Since leaving Costa Rica on August 15, we’ve been on assignment in Bolivia and Peru, where we spent so much of our lives. We’ve been serving as consultants at the Bolivian Evangelical University, for the masters in mission program. And we’ve been leading a series of writers’ workshops for Bolivian and Peruvian Friends. These workshops have been sponsored by the Friends Committee for Consultation, Section of the Americas, and focus on narrative writing. We’re encouraging Andean Friends to remember and write down the stories that give insight into their faith and life, both on the personal and communal levels.
In the above photo of the Santa Cruz workshop, Esteban Ajnota and Vicky de Carrillo learn how to do peer evaluation of their articles.
After a few weeks in Santa Cruz, we flew to La Paz, partly to give ourselves a few days to adapt to the high altitude before the writers workshop in Peru, and partly to again be with the Friends community in this city where we raised our kids and lived for 18 years. The above photo, taken across the street from our hostel, captures some of the lively confusion of this city.
The building project above is the reconstruction of the New Jerusalem Friends Church on Max Paredes Street, a project that has involved the entire congregation of some 400 people, and seems like a miracle in the making.
But more than scenery or buildings, we came to see people. Margarita Mamani (above) and I have known each other since 1972, when Hal and I first began living in La Paz. Of course thirty-seven years ago, we were both younger, but Margarita’s smile has not aged a bit. She belongs to a group of women in the New Jerusalem Friends Church who have been meeting together to pray for probably twenty years now. They are praying the church through this building project. And they consistently pray for missions. Margarita and the others knew our son David since he was one-year-old. They are thrilled that he and his family are Friends missionaries in Rwanda. In fact they consider him their Bolivian missionary to Africa, and they pray for David, Debby and their kids every week.
From La Paz we rode across the altiplano (above, photo taken from the bus)…
…across the Straits of Tiquina of beautiful Lake Titicaca, over the international border…
…and to the Peruvian town of Juli, on the lake, home of the first Friends church in Peru almost 50 years ago.
Twenty-five Friends from the highlands of Peru and Bolivia met for the writers’ workshop. We gathered for three days in the Friends high school “Jorge Fox” in Juli.
Enthusiasm and level of participation were high, with both orientation by us and lots of group work. Aymaras learn communally, and, actually, so do I.
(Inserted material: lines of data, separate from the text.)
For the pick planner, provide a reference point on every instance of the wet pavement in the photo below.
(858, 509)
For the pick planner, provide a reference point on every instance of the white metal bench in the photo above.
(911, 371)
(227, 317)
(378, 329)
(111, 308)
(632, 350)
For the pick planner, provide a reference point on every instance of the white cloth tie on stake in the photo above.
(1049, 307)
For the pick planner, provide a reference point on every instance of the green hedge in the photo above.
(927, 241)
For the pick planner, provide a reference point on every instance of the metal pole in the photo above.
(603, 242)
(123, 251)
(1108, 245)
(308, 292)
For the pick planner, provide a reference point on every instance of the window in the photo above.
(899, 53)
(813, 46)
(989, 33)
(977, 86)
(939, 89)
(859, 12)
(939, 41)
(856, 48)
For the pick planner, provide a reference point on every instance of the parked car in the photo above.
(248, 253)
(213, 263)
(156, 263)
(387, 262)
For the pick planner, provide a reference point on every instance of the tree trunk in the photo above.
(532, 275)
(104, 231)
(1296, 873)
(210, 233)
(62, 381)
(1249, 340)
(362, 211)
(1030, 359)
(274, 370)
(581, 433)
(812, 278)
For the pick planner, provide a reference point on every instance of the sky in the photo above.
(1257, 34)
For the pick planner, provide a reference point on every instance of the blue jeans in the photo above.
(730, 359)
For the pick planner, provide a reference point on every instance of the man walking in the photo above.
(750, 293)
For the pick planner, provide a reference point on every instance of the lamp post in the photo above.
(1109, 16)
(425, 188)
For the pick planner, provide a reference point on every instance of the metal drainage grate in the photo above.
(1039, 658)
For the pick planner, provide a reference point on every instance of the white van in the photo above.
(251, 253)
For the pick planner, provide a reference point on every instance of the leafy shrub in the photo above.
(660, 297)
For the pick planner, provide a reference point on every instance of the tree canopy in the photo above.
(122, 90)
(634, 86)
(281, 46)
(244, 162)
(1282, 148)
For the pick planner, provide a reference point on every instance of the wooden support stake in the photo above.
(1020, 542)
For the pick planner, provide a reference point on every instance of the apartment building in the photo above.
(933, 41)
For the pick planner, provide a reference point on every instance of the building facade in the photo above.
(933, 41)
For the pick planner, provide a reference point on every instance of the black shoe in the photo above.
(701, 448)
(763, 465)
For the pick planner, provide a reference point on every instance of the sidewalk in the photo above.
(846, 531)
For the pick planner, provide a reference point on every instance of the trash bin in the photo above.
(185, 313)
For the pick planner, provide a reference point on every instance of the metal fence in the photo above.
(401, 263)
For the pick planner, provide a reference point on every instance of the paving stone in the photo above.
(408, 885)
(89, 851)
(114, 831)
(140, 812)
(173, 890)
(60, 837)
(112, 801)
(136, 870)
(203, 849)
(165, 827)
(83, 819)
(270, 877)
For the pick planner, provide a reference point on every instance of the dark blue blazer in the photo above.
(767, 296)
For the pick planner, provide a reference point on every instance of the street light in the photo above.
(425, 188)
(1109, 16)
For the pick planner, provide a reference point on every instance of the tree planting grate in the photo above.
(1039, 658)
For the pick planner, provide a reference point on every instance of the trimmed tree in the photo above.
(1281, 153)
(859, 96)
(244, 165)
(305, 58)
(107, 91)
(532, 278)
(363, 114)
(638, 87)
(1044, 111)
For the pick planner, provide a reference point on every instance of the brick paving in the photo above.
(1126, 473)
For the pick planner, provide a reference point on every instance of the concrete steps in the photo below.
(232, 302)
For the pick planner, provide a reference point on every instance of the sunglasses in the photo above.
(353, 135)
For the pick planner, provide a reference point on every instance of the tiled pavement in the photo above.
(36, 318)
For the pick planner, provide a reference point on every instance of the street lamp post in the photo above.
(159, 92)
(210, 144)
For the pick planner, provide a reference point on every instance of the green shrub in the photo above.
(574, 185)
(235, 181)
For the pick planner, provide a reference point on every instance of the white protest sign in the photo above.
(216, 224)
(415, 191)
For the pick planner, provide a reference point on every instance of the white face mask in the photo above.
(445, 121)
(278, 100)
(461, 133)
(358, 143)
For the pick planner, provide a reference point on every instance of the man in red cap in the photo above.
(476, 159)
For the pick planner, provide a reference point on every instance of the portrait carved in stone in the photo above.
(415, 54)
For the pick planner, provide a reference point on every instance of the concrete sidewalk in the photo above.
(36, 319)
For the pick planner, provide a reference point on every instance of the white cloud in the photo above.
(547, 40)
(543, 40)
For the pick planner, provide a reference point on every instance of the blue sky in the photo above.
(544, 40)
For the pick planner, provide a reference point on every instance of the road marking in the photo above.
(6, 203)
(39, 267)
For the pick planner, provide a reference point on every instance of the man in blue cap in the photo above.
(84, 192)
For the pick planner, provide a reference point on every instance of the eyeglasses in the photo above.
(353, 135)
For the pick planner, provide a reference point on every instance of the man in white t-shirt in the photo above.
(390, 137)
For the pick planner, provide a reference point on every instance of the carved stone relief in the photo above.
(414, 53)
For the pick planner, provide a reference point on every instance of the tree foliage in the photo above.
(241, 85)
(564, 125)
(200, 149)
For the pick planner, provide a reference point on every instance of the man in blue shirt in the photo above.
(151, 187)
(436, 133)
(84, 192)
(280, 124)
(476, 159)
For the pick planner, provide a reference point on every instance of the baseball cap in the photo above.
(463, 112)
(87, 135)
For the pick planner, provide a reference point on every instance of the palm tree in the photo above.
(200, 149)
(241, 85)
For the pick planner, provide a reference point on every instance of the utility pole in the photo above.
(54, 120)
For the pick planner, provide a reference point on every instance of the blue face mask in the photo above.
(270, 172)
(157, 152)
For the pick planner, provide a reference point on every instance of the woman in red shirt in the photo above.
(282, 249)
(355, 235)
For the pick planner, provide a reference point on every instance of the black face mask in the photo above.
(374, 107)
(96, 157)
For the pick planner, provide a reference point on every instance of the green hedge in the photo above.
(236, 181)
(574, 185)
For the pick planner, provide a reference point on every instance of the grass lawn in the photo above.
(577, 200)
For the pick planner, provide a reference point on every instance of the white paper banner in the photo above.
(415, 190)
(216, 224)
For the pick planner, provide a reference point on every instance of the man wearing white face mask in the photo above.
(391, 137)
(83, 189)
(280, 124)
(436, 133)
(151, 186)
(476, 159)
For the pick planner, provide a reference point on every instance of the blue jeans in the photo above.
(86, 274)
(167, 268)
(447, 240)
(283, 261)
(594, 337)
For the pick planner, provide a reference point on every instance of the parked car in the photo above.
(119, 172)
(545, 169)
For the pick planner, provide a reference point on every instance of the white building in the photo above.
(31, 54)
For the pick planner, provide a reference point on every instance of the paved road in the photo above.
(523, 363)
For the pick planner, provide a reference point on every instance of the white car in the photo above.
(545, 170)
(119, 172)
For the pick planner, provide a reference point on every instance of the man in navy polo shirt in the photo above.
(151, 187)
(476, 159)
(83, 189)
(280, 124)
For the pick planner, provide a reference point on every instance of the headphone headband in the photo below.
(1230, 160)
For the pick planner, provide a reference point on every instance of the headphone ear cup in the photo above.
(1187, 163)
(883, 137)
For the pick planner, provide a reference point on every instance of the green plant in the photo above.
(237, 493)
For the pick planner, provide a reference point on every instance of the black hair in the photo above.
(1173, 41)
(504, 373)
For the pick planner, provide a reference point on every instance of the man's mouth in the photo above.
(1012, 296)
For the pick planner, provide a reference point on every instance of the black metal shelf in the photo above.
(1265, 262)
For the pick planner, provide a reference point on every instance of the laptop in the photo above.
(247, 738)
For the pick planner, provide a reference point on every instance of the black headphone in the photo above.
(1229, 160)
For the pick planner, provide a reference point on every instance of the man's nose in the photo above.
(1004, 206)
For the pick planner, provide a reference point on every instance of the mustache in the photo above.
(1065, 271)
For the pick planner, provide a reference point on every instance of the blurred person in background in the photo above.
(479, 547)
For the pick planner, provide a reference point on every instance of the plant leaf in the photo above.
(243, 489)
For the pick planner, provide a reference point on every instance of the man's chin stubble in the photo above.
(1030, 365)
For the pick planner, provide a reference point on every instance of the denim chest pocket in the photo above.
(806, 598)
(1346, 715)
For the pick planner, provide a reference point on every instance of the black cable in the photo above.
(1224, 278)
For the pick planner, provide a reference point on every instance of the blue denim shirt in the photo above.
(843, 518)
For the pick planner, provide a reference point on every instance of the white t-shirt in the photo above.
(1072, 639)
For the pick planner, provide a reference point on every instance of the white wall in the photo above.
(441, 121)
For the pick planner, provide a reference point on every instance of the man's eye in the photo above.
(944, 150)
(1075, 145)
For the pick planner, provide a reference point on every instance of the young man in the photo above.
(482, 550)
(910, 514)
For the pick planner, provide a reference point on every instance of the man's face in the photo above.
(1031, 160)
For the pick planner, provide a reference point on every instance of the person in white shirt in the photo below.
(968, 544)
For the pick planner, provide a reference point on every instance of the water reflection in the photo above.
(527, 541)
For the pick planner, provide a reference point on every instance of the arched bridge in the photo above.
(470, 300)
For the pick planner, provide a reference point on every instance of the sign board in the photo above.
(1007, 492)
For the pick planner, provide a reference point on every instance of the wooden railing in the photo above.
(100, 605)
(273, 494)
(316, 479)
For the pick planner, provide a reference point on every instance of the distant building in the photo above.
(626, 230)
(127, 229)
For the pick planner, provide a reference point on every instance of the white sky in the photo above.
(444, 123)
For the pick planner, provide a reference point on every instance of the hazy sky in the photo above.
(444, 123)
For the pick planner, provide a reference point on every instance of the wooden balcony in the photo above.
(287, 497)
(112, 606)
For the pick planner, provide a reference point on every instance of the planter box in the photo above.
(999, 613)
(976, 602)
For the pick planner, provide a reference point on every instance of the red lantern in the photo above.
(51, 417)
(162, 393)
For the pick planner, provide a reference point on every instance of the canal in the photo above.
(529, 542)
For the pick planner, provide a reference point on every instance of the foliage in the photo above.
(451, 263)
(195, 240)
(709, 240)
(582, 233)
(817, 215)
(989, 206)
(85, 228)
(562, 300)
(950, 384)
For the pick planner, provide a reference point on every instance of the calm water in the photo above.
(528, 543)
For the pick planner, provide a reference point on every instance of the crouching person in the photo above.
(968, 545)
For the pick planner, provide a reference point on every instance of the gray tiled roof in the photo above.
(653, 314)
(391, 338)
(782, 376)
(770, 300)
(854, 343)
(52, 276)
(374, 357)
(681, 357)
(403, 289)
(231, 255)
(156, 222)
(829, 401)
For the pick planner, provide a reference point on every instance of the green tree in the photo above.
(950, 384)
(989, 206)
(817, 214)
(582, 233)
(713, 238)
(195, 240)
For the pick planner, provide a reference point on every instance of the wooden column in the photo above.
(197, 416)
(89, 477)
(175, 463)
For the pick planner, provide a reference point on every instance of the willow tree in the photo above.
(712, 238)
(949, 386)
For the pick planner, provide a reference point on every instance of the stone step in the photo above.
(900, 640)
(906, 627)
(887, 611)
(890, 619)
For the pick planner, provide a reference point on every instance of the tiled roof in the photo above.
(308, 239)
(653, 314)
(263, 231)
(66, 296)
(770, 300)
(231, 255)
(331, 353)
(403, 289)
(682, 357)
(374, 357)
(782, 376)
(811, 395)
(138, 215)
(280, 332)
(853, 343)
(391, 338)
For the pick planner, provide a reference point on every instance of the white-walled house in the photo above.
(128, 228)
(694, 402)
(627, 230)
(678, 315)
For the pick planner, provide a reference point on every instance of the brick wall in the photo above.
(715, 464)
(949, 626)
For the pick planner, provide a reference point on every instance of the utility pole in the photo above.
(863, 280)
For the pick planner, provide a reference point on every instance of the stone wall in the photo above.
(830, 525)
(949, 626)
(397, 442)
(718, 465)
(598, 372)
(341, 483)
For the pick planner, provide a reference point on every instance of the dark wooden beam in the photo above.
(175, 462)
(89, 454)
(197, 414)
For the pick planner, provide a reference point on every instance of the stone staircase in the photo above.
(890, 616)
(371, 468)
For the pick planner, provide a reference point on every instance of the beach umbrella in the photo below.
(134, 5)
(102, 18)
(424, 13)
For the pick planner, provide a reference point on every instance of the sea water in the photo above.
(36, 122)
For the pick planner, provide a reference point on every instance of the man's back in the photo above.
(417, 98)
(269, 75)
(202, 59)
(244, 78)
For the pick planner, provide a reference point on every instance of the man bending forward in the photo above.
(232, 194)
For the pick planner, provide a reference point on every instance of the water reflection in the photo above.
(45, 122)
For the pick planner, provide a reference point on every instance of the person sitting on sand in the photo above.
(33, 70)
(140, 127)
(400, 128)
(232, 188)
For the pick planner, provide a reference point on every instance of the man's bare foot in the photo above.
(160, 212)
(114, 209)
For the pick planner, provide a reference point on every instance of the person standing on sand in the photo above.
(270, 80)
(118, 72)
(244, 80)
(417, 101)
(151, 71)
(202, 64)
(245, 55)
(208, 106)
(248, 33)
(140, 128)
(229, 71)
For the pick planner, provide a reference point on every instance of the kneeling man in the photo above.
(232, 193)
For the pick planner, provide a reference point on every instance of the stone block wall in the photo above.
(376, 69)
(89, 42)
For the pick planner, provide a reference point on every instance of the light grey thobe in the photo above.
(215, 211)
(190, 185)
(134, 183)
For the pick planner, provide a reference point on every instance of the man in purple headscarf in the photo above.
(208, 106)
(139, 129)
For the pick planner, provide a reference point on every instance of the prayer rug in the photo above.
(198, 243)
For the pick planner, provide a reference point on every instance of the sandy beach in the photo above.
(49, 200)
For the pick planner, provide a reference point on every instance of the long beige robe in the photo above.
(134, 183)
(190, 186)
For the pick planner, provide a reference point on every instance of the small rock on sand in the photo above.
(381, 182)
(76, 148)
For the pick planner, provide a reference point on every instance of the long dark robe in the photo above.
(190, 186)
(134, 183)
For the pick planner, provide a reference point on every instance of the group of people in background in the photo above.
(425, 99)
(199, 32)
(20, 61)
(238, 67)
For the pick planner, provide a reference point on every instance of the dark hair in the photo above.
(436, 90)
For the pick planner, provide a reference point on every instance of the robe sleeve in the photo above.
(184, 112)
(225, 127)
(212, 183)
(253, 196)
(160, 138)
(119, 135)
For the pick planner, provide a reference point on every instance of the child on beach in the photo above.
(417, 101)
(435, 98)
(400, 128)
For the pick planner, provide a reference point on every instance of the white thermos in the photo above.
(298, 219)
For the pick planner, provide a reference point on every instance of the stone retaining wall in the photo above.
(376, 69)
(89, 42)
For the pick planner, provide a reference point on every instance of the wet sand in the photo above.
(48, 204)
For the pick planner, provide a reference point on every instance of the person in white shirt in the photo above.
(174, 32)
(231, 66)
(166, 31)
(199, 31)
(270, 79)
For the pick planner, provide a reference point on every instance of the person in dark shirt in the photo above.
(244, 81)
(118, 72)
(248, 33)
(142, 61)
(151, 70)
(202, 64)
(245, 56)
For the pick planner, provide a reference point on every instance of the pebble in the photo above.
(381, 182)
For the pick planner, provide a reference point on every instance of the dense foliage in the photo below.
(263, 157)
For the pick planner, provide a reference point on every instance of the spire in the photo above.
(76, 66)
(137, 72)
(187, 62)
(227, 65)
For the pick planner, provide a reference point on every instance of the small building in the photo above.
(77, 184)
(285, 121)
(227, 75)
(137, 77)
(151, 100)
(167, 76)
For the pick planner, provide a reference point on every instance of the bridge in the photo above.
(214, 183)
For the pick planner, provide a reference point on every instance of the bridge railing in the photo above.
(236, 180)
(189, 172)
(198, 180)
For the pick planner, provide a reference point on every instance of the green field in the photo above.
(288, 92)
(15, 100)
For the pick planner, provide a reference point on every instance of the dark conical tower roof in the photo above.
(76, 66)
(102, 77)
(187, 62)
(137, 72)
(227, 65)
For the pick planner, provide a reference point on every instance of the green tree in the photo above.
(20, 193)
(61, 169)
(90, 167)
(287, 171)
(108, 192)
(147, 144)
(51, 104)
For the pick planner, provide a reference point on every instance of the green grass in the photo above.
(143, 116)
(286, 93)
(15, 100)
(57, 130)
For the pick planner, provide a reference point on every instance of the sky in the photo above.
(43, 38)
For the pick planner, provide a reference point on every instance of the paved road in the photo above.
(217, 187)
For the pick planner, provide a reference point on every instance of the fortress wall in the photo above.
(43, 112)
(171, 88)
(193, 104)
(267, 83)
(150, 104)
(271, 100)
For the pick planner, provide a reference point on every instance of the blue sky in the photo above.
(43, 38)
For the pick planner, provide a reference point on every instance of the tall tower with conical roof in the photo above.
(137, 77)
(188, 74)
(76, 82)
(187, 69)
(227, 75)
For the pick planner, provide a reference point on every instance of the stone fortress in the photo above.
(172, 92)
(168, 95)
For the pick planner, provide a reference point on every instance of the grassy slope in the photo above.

Participants in the workshop were men and women of all ages, but the oldest budding writer was Teodoro Alanguía from the Peruvian Friends Church. If I had to choose from a collection of “favorite faces,” Teodoro’s would be high on my list. But more than his face, his spirit blessed us.
We’re back in Santa Cruz, Bolivia now, and tomorrow is the last session of the Friends writers’ workshop in this city. Participants are to bring the first revision of their article. As one of the results of these workshops, we hope to come up with a book of stories of people and congregations that will give insight into the faith and life of this branch of the Friends Church. These Andean Quakers have much to contribute to the rest of the worldwide community of Friends, and they have a unique contribution to make within their own social context. I feel privileged to have been a part of their lives.